Diabolically dialectical


Sep 2 1998 12:00 am


P1:
I think it has a lot to do with where "dearest" falls in the sentence. As the salutation to a letter (e.g., "Dearest Angela, . . ."), I think it sounds old-fashioned but nice. But in a spoken sentence (e.g., "Are you ready, Dearest? It's time to go.") it sounds just plain old-fashioned or dialectical.


P2:
Dialectical?

I was struck by your use of this word because my initial reaction was, How can a single word be dialectical. Then I thought, maybe he meant to say that it sounds like dialect.

Off to the dictionary to try to fill in a gap in my understanding, viz., why do these two words have such different meanings? Do they share the same root? And I still don't know. The OED gives for "dialect" L. dialectus, from a Greek word I obviously can't type here but which would transliterate as dialektos. For "dialectic", it gives OF dialectique from L. dialectica from Greek (transliterating again) [the] dialektike (that final "e" represents an aspirated eta).

Any classical scholars out there who can explain the relationship between these two words?


I am not a classicist, nor do I play one on tv. Oddly enough, I do have a bachelor's degree in classical studies, though. I almost minored in linguistics, too. The following is my guess on the etymology.

Patronius used "dialectical" to mean "characteristic of a specific dialect." A linguist may have used "dialectal," but that doesn't mean you have to.

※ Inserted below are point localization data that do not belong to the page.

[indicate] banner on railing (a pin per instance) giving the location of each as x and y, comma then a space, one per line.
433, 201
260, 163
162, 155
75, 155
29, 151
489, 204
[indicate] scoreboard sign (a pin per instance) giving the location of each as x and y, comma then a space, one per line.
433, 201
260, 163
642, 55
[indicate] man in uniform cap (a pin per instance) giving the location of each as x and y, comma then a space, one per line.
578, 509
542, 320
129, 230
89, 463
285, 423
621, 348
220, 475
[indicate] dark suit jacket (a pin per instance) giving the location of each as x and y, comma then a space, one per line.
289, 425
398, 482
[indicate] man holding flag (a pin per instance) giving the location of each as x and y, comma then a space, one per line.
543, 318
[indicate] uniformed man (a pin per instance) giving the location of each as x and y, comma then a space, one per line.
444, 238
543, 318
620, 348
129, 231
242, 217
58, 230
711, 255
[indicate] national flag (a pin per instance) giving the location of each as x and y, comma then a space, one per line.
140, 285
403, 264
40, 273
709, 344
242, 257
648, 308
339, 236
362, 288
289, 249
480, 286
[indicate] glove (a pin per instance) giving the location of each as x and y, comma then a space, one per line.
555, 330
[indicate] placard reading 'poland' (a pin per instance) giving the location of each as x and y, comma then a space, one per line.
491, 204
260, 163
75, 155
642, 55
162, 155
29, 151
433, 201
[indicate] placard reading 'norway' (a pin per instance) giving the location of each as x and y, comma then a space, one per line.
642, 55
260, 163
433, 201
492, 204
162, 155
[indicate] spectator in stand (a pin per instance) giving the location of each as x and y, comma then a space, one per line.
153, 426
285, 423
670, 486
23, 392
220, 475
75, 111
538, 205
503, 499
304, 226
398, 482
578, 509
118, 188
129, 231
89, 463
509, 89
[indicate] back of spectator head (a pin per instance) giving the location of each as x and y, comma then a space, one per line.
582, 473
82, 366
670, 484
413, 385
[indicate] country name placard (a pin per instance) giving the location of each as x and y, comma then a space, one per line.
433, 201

In ancient greek dialegesthai (pardon the transliteration) meant "to converse." The "dia-" prefix can translate as either "between" or "against" in different words. The two meanings of the adjective "dialectical" descend from the different paths that the original word took. Speech "between" (don't flame me, I know it's "among") people who follow the same patterns of usage is called a "dialect". Logic reasoning developed through a process of argument (Socrates, Plato, etc.) or speaking "against" each other. This is where we got "dialectic."

"Dialectical" is used to mean "pertaining to or characteristic of" either a dialect or a dialectic. So the meanings end up quite different.